The claimants who took the Sense Network to court over an alleged secret £12.8m "Ponzi scheme" run by one of its appointed representatives have been given leave to appeal their case.

Last month Mr Justice Jacobs ruled in favour of Sense and against the 95 claimants who were clients of Alistair Greig, who owned and ran Midas Financial Solutions (Scotland) Ltd (MFSS).

The claimants alleged Sense was liable for their losses but Mr Justice Jacobs disagreed in a ruling which came just months after Tenet was found liable for the unregulated activities of one of its appointed representatives.

Robert Morfee, the lawyer at Cubism Law who represented the claimants, said they have now been given leave to appeal on two grounds but he was looking to apply to the Court of Appeal to enlarge the scope to cover more grounds.

He said: "The first ground we have been given leave to appeal on is whether Sense have to take responsibility for what Midas was doing as its appointed representative. The second ground was vicarious liability: does Sense have to take responsibility for what Midas' people did because they were agents of Sense in common law.

"The judge said we had no prospect of success for the other seven grounds but we think that at least a couple of those do have really good chances and we intend to apply to the Court of Appeal."

Mr Morfee said some of the claimants were quite elderly, and several have died since proceedings began, so he would be asking the Court of Appeal for a swift hearing.

In explaining why he made the opposite ruling to the Tenet case, Mr Justice Jacobs had said it was because the situation with Sense was the reverse.

He said the Tenet case had involved an adviser - convicted fraudster Alok Dhanda - providing regulated advice to disinvest from one product and invest in an unregulated one, whereas in this case no regulated advice was provided.

But Mr Morfee has argued that if the ruling was allowed to stand it would mean clients who are advised by an appointed representative will not have the same protections as those who go to an IFA because clients would be hampered by the contract between the adviser and their network, which clients are not party to or able to influence.

MFSS was a financial advice business based in Aberdeen.

The scheme it operated was a continuation of one which Mr Greig had operated when he had previously worked for a firm known as Park Row Associates Ltd.

It continued after Mr Greig founded MFSS in 2006 and after September 2007, when MFSS became an appointed representative of Sense.
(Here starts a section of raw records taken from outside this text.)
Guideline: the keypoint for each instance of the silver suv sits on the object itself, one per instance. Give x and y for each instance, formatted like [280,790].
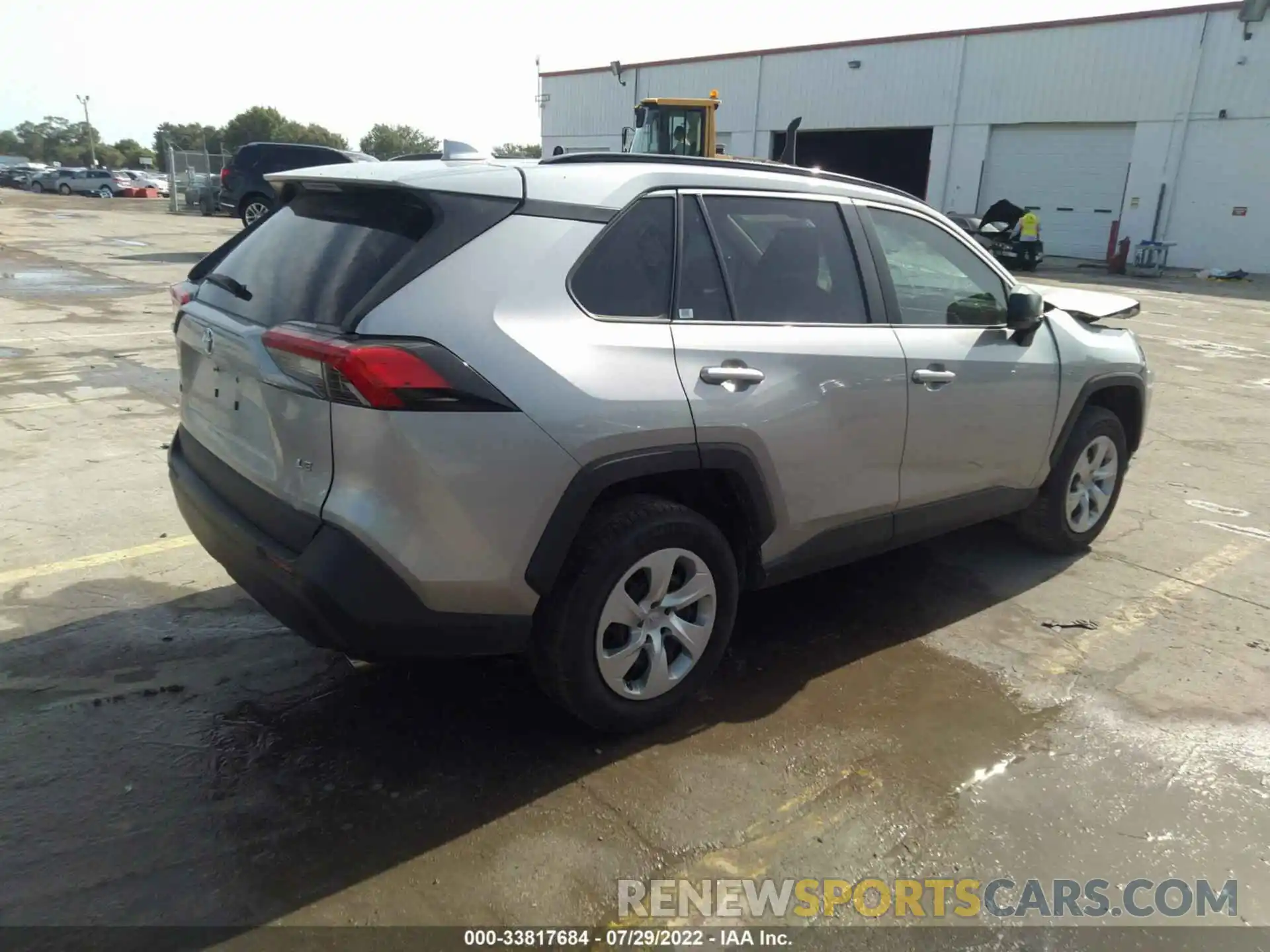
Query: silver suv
[575,408]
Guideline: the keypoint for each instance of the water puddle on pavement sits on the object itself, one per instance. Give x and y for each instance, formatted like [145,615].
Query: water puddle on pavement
[24,276]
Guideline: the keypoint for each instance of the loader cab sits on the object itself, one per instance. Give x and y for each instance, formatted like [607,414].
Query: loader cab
[673,127]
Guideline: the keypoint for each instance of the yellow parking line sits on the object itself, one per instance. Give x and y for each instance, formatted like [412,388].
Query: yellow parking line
[34,571]
[1137,614]
[71,338]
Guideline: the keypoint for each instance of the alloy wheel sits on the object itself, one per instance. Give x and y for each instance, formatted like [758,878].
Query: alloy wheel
[254,212]
[656,623]
[1091,485]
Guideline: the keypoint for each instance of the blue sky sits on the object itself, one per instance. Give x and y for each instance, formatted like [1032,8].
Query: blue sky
[462,70]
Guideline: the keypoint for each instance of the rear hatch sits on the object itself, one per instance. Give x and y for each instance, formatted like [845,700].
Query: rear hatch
[312,262]
[318,262]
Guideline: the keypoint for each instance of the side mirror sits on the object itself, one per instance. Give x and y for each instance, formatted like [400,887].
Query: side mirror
[1024,309]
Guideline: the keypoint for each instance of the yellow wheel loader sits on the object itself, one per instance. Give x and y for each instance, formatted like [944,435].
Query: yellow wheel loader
[667,126]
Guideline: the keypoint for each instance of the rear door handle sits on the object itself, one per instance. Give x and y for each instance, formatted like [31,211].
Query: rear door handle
[934,376]
[736,375]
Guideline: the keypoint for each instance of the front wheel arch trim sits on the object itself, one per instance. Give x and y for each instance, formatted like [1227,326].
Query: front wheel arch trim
[591,481]
[1082,400]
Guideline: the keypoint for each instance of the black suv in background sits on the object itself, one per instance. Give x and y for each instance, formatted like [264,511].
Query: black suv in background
[245,193]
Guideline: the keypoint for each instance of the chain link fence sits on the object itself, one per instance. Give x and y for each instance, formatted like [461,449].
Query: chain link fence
[196,179]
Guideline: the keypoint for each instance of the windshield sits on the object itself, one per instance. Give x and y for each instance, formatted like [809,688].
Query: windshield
[669,130]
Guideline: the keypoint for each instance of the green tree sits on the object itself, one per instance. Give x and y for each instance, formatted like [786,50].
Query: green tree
[261,124]
[190,136]
[312,135]
[131,150]
[511,150]
[11,143]
[385,141]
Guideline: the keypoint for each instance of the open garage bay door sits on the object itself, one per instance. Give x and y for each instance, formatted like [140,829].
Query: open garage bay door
[1074,175]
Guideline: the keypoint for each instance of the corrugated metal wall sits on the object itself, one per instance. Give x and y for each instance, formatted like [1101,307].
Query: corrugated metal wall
[1169,75]
[897,84]
[1126,71]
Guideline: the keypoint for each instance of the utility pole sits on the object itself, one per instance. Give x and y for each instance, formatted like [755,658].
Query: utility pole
[92,149]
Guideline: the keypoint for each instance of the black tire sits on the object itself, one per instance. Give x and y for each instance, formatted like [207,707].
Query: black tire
[245,206]
[1044,524]
[613,539]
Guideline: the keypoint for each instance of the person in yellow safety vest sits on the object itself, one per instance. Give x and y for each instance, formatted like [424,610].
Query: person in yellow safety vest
[1028,230]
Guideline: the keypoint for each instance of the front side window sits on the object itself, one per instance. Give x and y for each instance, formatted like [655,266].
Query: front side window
[628,272]
[702,295]
[937,278]
[789,260]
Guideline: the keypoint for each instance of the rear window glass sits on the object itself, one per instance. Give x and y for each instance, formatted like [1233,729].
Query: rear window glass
[628,272]
[316,258]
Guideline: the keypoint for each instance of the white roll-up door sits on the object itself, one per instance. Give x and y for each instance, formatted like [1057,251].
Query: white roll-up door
[1072,175]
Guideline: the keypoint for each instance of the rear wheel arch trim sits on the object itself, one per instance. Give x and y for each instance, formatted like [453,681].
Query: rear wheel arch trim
[595,477]
[1082,400]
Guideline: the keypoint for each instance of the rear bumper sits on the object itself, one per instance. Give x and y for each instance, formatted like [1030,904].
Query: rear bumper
[335,593]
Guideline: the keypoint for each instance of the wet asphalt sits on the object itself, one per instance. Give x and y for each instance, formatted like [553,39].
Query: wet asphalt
[171,756]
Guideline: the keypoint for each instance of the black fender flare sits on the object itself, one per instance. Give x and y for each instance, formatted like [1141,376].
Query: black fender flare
[593,479]
[1090,387]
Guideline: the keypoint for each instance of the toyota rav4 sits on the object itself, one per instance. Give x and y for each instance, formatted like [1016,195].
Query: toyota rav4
[575,408]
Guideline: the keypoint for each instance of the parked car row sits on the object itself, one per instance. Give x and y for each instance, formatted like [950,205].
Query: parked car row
[65,180]
[244,192]
[21,175]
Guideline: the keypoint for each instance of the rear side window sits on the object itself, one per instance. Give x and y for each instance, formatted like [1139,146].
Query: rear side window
[628,272]
[317,258]
[789,260]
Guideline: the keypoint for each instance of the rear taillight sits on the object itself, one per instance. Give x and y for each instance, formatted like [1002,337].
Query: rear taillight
[380,374]
[181,294]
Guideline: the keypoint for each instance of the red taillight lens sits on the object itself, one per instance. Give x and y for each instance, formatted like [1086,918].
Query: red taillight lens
[384,375]
[181,294]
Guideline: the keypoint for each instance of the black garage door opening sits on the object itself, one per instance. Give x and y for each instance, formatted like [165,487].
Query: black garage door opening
[900,158]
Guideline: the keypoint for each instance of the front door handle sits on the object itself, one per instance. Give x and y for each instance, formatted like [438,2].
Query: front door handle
[934,376]
[732,375]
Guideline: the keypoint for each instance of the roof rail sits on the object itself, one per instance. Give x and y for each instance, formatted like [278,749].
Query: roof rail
[753,164]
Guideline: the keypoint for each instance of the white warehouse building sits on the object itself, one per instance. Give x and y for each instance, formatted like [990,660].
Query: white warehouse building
[1158,121]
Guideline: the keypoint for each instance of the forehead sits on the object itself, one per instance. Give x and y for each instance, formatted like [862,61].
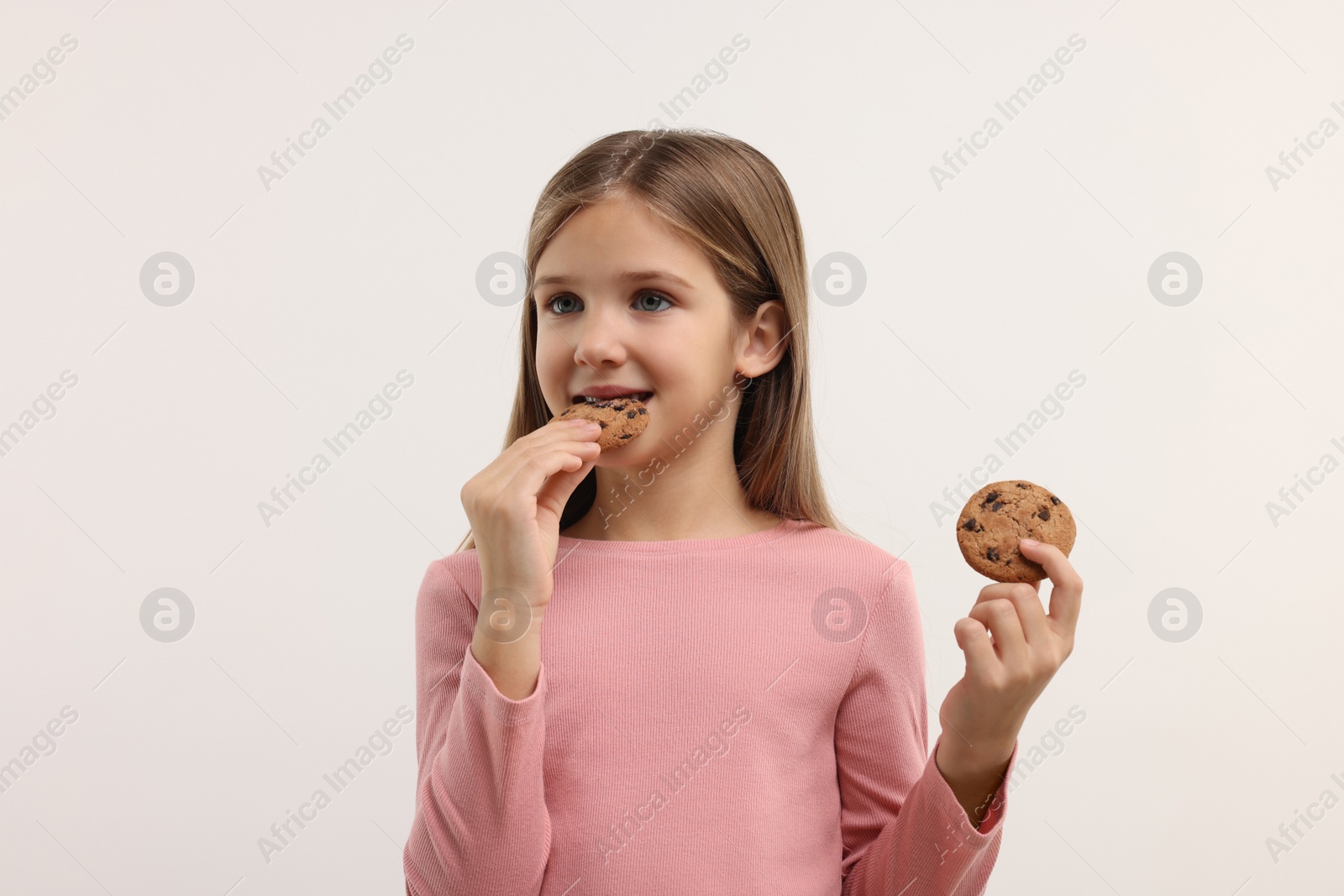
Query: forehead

As part of the scheme investors, most of whom were resident in Scotland and in particular in the Aberdeen area, were offered the opportunity to receive high guaranteed interest rates on short-term deposits.

According to Mr Justice Jacobs's ruling, when the deposit reached maturity the investors would receive or be credited with interest but in reality the interest that was paid, and any capital returned, was not the product of successful investment but came from funds subscribed by participants in the scheme.

But in August 2014 the whistle on the scheme was blown by Keith Ingram, an employee of and financial adviser at MFSS, who provided information about the scheme to Sense.

Mr Ingram's information led to a raid on MFSS's offices by the Financial Conduct Authority and the police.

At the time of the enforcement action there was about £379,000 in the firm's account but some 279 members of the public had invested £12.8m and were owed £13.6m upon the maturity of their investments.